There is no arbitrary cut-off point based either on age or scholastic attainment, although as these increase the onus of proving dependency grows heavier.

See also: Jamieson v. Jamieson (1995), 14 R.F.L. (4th) 354 at para. 23 (N.B.C.A.).

[30]        The jurisprudence supports the view that there is a wide range of factors to be considered in the determination of whether a child is a "child of the marriage" and that individual factors will be of varying importance in different cases. All of the relevant factors must be considered. There is no arbitrary cut-off point based on the number of degrees or the eligibility of the student for financial assistance.

[31]        The father has not demonstrated that the chambers judge made any error in principle or misapprehended the facts of this case so as to permit this Court to interfere with the determination that J. is a child of the marriage. I would dismiss this ground of appeal.

Amount of Child Support

[32]        The Guidelines provide two ways to determine the amount of child support for a child of the age of majority or over. Section 3(2) provides:

Unless otherwise provided under these Guidelines, where a child to whom a child support order relates is the age of majority or over, the amount of the child support order is

(a)   the amount determined by applying these Guidelines as if the child were under the age of majority; or

(b)   if the court considers that approach to be inappropriate, the amount that it considers appropriate, having regard to the condition, means, needs and other circumstances of the child and the financial ability of each spouse to contribute to the support of the child.

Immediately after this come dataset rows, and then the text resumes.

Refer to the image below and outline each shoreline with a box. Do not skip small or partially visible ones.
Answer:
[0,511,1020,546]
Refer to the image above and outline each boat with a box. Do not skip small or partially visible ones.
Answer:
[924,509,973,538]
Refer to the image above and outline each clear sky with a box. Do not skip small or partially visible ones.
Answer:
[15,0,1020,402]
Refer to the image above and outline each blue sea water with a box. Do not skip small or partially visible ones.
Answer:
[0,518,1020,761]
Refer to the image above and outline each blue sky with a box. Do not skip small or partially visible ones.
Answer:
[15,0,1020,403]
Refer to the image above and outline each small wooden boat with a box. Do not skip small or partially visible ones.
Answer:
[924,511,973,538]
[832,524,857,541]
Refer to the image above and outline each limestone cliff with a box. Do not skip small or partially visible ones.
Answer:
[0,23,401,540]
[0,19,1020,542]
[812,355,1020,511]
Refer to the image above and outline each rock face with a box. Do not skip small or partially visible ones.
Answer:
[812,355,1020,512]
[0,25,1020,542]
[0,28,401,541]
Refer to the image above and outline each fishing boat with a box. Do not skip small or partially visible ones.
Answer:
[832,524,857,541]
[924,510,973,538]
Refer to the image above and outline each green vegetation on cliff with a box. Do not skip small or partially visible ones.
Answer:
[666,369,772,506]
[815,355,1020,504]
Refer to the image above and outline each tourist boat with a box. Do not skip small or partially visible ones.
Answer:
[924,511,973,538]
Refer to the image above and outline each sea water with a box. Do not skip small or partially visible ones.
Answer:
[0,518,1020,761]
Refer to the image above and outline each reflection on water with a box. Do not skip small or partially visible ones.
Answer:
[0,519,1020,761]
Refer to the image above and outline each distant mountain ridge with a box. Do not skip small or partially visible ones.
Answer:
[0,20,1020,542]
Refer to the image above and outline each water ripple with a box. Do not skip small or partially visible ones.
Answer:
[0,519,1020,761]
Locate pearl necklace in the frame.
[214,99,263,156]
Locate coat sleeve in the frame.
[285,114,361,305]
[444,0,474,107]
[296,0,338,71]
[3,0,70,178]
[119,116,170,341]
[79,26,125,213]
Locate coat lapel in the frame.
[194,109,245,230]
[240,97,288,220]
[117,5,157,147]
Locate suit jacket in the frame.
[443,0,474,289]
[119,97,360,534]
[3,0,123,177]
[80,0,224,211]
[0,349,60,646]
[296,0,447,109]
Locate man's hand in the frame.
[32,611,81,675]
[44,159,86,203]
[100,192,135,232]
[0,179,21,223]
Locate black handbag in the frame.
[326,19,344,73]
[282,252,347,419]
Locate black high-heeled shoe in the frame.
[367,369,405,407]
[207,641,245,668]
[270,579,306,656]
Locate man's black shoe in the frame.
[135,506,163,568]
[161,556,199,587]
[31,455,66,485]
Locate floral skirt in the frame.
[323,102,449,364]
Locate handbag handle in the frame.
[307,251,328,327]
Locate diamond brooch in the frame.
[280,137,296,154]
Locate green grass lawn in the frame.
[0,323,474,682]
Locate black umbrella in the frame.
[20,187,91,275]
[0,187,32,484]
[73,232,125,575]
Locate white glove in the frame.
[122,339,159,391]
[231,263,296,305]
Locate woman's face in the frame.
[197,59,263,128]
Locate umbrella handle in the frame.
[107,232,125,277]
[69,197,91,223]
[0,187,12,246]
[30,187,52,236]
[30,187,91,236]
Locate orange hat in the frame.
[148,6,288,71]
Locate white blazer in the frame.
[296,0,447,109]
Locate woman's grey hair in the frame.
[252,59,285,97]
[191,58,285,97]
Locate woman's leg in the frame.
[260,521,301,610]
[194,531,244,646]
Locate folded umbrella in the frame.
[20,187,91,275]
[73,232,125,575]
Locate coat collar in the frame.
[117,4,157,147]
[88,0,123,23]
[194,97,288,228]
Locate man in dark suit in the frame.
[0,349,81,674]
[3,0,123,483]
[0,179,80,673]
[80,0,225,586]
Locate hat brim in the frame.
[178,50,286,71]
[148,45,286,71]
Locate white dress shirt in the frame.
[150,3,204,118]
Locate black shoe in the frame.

[33]        Section 7 of the Guidelines is also relevant. It provides that an order for child support may include provision for "special and extraordinary expenses", including, in s. 7(1)(e), "expenses for post-secondary education". In making an order for payment of special and extraordinary expenses, the court is to take into account

. . . the necessity of the expense in relation to the child's best interests and the reasonableness of the expense in relation to the means of the spouses and those of the child and to the family's spending pattern prior to the separation:

[34]        Section 7(2) provides for the sharing of special and extraordinary expenses. It reads:

The guiding principle in determining the amount of an expense referred to in subsection (1) is that the expense is shared by the spouses in proportion to their respective incomes after deducting from the expense, the contribution, if any, from the child.

[35]        In rejecting the father's argument that he should apply s. 3(2)(b) of the Guidelines, the chambers judge did not consider the developing jurisprudence in B.C. Supreme Court and other jurisdictions that has found that where an adult student is living away from home, determining child support by using the "table amount" and adding "special and extraordinary expenses", as directed by s. 3(1) of the Guidelines for children under the age of majority is, in principle, "inappropriate". In those cases, child support has instead been determined by applying s. 3(2)(b).

[36]        The choice between ss. 3(2)(a) and 3(2)(b) of the Guidelines when determining child support for an individual who remains a child because of his pursuit of post-secondary education was considered by Pitfield J. in Whitley v. Whitley, [1997] B.C.J. No. 3116 (S.C.)(QL) and Johnson v. Johnson, [1998] B.C.J. No. 1080 (S.C.)(QL), and by Martinson J. in Griffiths v. Griffiths, [1998] B.C.J. No. 2000 (S.C.)(QL) and Wesemann v. Wesemann (1999), 49 R.F.L. (4th) 435 (B.C.S.C.).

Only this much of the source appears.